Despite the current shipment ban, Energy Secretary Abraham appears ready to give his thumbs up to the national high-level atomic waste dumpsite targeted at Yucca Mountain, Nevada. DOE closed its public comment period on the Yucca proposal Oct. 19, and has announced Abraham will make his recommendation to President Bush by the end of the year or early next year. In recent days, the U.S. Nuclear Regulatory Commission (NRC) publicly announced its "concurrence" with DOE's Yucca Mountain siting guidelines, and in recent weeks finalized its own Yucca licensing regulations. At the same time, the NRC is reviewing a nuclear power industry license application to "temporarily store" all currently-existing irradiated fuel at the Skull Valley Goshute Indian reservation in Utah, which would launch 200 high-level atomic waste trains per year throughout the country as early as 2004.

"It is hypocritical for DOE to put the brakes on the West Valley shipment while rushing ahead to give its thumbs up to Yucca Mountain," said Dave Ritter, policy analyst at Public Citizen's Critical Mass Energy and Environment Program. "Approval of the Yucca Mountain repository proposal would launch tens of thousands of high-level atomic waste trucks and trains onto our roads and rails. Inadequately addressing potential terrorist threats to such shipments is rash, irresponsible, and reckless."

DOE studies show that 50 million Americans in 45 States live within a half mile of projected highway and train routes to Yucca Mountain.

Critics also point to an Aug. 27, 1998 letter written by Abraham, who was then a U.S. Senator from Michigan, to then-Energy Secretary Richardson regarding plutonium shipments. In the letter, Abraham wrote "I am sure you will agree that the ramifications of an accident are too serious to consider anything less than the very best emergency response preparedness." A copy of the letter is available from NIRS.

"Just as police and firefighters were on the front line of the 9/11 attacks, so would emergency responders be called upon to protect our communities in the event of an atomic waste transport accident or terrorist attack upon a shipment," said Chris Williams, executive director of Citizens Action Coalition of Indiana. "They need to be thoroughly trained and well equipped to deal with radiation emergencies, and not caught off-guard as our government agencies have been by the bio-terrorism attacks."

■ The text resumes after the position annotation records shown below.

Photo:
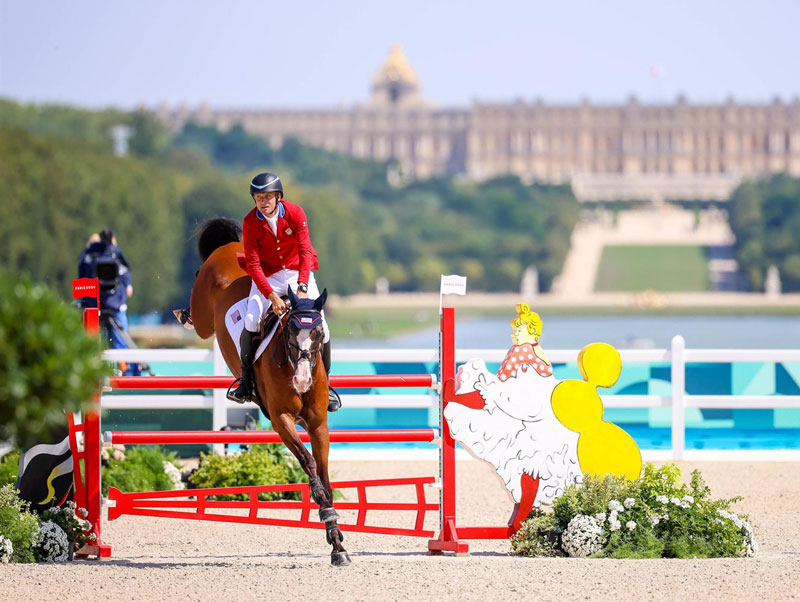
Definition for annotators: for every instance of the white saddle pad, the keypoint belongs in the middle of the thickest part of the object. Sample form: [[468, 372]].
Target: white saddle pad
[[234, 322]]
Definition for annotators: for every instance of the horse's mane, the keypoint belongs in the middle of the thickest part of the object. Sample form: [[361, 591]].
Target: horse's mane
[[216, 232]]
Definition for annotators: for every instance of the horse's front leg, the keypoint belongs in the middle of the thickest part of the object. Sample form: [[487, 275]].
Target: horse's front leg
[[320, 443], [284, 424]]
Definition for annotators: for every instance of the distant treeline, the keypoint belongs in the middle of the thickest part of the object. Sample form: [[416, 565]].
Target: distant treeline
[[59, 182], [765, 217]]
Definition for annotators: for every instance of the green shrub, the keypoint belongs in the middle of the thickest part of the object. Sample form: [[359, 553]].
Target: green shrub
[[538, 536], [657, 515], [262, 464], [48, 363], [18, 524], [140, 468], [9, 467]]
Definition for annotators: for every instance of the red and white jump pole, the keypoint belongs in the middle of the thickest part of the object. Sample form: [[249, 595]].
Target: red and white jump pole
[[88, 493]]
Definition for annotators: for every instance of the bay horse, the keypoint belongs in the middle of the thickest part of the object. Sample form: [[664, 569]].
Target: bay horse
[[291, 385]]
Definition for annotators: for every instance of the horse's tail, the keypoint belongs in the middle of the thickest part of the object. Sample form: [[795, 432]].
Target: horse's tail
[[216, 232]]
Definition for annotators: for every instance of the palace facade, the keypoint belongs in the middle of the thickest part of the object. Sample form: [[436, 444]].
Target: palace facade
[[607, 152]]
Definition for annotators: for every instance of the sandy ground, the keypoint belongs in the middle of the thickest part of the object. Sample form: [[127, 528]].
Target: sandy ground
[[159, 559]]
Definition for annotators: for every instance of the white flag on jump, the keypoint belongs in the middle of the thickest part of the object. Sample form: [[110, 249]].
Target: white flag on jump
[[452, 285]]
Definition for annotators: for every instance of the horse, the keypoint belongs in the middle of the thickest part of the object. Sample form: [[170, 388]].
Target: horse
[[291, 384]]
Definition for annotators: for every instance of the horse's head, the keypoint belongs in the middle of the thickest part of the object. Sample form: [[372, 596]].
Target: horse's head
[[304, 334]]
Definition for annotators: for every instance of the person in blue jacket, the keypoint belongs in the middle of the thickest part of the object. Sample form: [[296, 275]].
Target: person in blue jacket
[[103, 259]]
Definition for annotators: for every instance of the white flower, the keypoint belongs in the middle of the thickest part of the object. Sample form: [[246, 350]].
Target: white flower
[[583, 536], [745, 528], [6, 550], [52, 543]]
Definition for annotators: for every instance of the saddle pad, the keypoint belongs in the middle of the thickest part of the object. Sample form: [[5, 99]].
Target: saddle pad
[[234, 322]]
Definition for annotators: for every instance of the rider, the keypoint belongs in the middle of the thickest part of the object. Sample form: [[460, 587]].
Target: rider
[[278, 254]]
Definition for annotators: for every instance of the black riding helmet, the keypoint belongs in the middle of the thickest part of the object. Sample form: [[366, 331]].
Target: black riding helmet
[[266, 182]]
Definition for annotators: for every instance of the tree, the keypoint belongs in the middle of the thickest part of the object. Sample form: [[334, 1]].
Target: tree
[[48, 363]]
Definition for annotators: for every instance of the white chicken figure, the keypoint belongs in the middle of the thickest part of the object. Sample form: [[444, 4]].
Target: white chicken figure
[[517, 431]]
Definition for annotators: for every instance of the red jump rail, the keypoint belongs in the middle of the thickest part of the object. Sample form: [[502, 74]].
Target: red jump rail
[[194, 437], [223, 382]]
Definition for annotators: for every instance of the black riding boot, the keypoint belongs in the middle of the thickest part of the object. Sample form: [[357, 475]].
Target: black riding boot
[[334, 401], [244, 392]]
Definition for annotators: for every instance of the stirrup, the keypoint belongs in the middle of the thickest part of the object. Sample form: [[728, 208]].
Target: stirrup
[[235, 395], [334, 401]]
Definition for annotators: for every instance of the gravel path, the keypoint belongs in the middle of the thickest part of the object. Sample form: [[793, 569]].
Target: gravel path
[[159, 559]]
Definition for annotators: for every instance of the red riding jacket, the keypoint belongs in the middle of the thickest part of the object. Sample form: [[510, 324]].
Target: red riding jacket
[[290, 248]]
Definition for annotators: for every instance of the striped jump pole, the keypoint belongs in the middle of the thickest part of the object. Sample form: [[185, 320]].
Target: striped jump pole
[[200, 504]]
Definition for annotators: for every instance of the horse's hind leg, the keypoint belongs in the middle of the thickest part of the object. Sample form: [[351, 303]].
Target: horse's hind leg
[[284, 424], [320, 443]]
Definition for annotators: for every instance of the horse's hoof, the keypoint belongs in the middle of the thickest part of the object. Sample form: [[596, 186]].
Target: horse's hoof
[[328, 515], [340, 559]]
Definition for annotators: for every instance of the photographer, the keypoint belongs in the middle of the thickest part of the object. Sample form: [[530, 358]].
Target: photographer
[[102, 259]]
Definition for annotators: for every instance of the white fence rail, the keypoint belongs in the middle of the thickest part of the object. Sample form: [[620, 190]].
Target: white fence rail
[[677, 356]]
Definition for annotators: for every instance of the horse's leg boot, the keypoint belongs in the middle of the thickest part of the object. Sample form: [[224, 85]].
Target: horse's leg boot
[[334, 401], [244, 392]]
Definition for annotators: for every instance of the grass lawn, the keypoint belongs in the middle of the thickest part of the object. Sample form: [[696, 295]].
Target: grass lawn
[[664, 268]]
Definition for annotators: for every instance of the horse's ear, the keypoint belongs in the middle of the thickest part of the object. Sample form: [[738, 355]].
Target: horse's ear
[[292, 297], [319, 303]]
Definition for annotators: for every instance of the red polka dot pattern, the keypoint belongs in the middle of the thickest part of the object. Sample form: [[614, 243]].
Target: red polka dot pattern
[[519, 357]]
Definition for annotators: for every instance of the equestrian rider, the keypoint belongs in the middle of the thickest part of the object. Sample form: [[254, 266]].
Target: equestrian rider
[[278, 254]]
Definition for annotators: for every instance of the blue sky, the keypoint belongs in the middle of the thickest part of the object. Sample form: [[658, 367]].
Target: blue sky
[[317, 54]]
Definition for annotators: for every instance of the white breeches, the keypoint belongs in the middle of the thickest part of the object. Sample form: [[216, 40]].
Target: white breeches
[[258, 304]]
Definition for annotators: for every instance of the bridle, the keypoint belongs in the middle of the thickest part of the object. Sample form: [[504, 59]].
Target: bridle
[[293, 352]]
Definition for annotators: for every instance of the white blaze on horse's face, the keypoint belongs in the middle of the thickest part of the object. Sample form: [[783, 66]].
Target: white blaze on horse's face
[[302, 374]]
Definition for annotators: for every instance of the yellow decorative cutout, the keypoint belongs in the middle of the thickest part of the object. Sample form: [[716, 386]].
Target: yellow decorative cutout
[[603, 447]]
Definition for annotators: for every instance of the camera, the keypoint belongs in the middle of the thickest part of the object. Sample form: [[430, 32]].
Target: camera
[[107, 271]]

Critics have also called upon NRC to address terrorist threats to atomic waste transport containers. Commercial high-level atomic waste shipments, such as those to Carolina Power and Light's Shearon Harris reactor storage pools in North Carolina, have not been suspended despite the DOE ban.

In a Sept. 21 response to the Sept. 11 terrorist attacks, the NRC — responsible for regulating commercial and DOE high-level atomic waste transport containers and shipment safeguards -- admitted that "the capacity of shipping casks to withstand such a [large aircraft] crash has not been analyzed."

In June 1999 the State of Nevada filed a "Petition for Rulemaking" to the NRC, charging that safeguards against terrorist attacks on high-level radioactive waste shipments were woefully inadequate or non-existent. Nine state governments and the Western Governors Association endorsed the petition. Despite officially agreeing to act on the petition in Sept. 1999, the NRC has yet to do so. A copy of the petition is available from NIRS.

"Large scale movement of radioactive waste on the roads and rails would create tens of thousands of potential targets, in virtually any scenario a terrorist might choose, whether major metropolitan areas, suburbs, or the agricultural heartland, near schools, hospitals, or water supplies," said Corey Conn of Illinois-based Nuclear Energy Information Service.